Опять начиналась «беседа авгуров». Она была неприятна Валуеву, однако он был вынужден терпеть. Доноса и сплетен не будет. Во-первых, дворяне и люди своего сановного круга, во-вторых, вдвоем. Зеленой не испытывал, он не шеф жандармов, он просто тайный сквернослов и любитель отвести душу. И он пока что сильный.
Лицо Зеленого было резким.
— Я вам скажу, почему. У всех их династическое недоверие к русским людям. Люди немецкой крови.
Это всем было известно, однако Валуев сказал с иронической улыбкой, которая не протестовала, а как бы соглашалась:
— Помилуйте! Романовы?
— Что поделаешь. Даже если считать, что Павел был сыном Салтыкова, и то в жилах государя лишь одна восьмая русской крови. И ни капли больше.
— Мы с вами знаем, кровь учитывают не в процентах, как у других. Родовой дух, вот что главное. Даже если из поколения в поколение они женились бы на камчадалках — все равно, корень ведь откуда-то идет? И это корень Романовых. Вы же не перестаете быть Зеленым, хотя ваши предки из поколения в поколение женились на женщинах других фамилий.
Сказано было удачно. Зеленой прищурился от удовольствия. С Валуевым можно было иметь дело: il a de l'esprit, острослов, находчив.
Валуев решил и себе позволить вольность. Нечего излишне сдерживаться. Вольность у людей, так связанных друг с другом, у людей, опасных один другому, усиливает доверие.
Он знал, чувствовал, что Зеленой тайно подкапывается под шефа, и не испытывал из-за этого ни возмущения, ни одобрения. Все было очень обычно и так, как должно быть. Он слишком хорошо знал, что за этими улыбками, доверием, общим родством, балами и уверениями в дружбе все время другим фоном идет тайная война — самое настоящее рытье траншей, подводка мин, бумажные выстрелы из-за угла.
— Он мне не нравится, — сказал Зеленой. — Скажу вам по секрету, его песенка спета. Хотя, поверьте, мне жаль. Мне очень жаль. Вы знаете, я стольким обязан Михаилу Николаевичу.
— Все мы обязаны ему, — с приличествующей случаю грустью сказал Валуев. — Всем жаль.
Они взглянули в глаза друг другу и лишний раз убедились, что все понимают и что можно говорить дальше.
— Знаете, при последнем докладе государь почти сказал Муравьеву, что не желает иметь его министром, — с печалью в голосе сообщил Зеленой. — Министерство государственных имуществ будто бы может обойтись без него.
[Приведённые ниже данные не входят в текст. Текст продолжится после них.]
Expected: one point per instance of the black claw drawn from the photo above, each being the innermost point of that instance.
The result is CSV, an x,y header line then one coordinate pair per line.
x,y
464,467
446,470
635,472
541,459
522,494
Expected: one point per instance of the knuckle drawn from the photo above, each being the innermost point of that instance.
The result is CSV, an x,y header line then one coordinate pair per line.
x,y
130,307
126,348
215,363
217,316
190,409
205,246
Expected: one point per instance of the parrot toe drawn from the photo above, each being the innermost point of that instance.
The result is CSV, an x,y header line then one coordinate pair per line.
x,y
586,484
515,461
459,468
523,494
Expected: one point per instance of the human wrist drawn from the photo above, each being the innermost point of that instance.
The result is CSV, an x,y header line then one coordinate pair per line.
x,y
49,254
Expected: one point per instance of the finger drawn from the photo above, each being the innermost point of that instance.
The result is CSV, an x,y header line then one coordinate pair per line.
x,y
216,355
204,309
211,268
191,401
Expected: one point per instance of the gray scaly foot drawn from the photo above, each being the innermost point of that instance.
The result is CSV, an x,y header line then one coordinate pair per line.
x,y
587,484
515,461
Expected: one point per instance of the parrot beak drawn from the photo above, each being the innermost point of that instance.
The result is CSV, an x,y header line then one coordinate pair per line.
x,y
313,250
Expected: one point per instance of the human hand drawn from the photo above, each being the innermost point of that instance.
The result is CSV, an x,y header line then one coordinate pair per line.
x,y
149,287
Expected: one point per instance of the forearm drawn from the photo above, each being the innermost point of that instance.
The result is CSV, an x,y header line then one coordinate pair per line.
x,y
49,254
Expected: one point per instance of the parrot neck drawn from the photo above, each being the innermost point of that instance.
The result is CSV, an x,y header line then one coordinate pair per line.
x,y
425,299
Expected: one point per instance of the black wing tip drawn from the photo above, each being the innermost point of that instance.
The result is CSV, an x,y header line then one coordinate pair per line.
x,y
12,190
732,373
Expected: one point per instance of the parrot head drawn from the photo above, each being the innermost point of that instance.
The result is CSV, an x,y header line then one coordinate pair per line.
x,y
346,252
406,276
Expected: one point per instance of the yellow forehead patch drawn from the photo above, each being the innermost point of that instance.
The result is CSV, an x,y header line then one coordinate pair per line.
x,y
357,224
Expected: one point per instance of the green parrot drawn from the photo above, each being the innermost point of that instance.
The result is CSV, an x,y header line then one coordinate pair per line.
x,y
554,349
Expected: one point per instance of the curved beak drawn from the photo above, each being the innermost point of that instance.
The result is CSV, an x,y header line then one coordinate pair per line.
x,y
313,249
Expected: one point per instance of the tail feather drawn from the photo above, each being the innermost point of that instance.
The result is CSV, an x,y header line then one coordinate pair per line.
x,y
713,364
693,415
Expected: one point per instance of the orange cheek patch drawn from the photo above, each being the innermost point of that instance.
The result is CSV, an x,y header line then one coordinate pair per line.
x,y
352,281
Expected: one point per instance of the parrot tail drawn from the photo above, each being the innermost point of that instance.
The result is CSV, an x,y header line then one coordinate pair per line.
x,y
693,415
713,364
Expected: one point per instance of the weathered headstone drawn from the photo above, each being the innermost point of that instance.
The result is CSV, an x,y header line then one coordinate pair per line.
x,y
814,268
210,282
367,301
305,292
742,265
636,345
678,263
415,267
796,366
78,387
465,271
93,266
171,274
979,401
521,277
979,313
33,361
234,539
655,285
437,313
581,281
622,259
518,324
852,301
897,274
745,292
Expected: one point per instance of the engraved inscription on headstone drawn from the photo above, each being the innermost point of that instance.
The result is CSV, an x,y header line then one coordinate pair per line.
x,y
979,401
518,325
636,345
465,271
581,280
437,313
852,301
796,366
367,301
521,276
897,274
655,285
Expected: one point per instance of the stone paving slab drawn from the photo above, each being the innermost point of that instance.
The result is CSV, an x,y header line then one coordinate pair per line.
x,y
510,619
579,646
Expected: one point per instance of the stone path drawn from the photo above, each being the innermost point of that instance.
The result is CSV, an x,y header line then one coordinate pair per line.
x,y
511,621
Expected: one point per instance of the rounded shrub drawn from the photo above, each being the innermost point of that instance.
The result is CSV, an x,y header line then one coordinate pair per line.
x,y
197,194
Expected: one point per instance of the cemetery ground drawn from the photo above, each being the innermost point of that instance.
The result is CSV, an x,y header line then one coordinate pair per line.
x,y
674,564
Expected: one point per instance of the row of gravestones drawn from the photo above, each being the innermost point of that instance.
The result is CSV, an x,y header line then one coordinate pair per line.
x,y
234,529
Без года министр государственных имуществ взглянул на без девяти месяцев министра внутренних дел и увидел, что Валуев понимает его и не удивляется.
— Вот как? — спросил Валуев.
— Да, — сказал Зеленой. — Он, гневно ударив по столу, сказал, что не позволит министрам противодействовать выполнению утвержденных им постановлений по крестьянскому вопросу и что управляющие палатами государственных имуществ должны способствовать, а не противиться выполнению этих постановлений.
— Бедный Михаил Николаевич! — сочувственно сказал Валуев. — Вот и имей после этого собственное мнение…
Глаза их одновременно сказали: «Мы с вами так бы не сделали. Старик выжил из ума. Ему временами кажется, что это он царь, а с императором, пускай себе и безвольным, но капризным, так не шутят».
Вслух Зеленой сказал с видом рубахи-парня, который всем режет правду-матку (ему эта маска шла, как Валуеву маска критикана и либерала, радетеля о России):
— И нас с вами ожидает то же, Петр Александрович. Самостоятельны мы слишком, на поводке ходить не любим.
Оба знали: если их что и свалит, так это очередной подкоп друзей, — но думать о самостоятельности обоим было приятно.
— По-видимому, великий князь Константин пробудил в государе эту мысль о противодействии министра государственных имуществ и его подчиненных, — задумчиво сказал Валуев. — Муравьев себя держит более спокойно и с достоинством, чем обычно.
— О, он удивителен! Он сказал, что воля его величества будет свято исполняться и что если он, министр, увидит, что принятие каких-то мер противоречит его совести и убеждениям, он будет просить освободить его от обязательств исполнять такие приказы. Государь на это не ответил ни-че-го. Лишь — «Прощайте».
— Что Муравьев? — спросил Валуев.
— Он дома написал письмо государю с просьбой об отставке. — Зеленой вздохнул и сокрушенно развел руками. — Мне его жаль. Я дал ему совет не посылать письма до следующего доклада, чтоб сполна убедиться, что настроение государя не было минутной вспышкой, вызванной наговорами.
— Я всегда знал, что вы человек доброжелательный, — сказал Валуев.
— А вы справедливый, — проникновенно сказал Зеленой. — И хорошо думаете о людях.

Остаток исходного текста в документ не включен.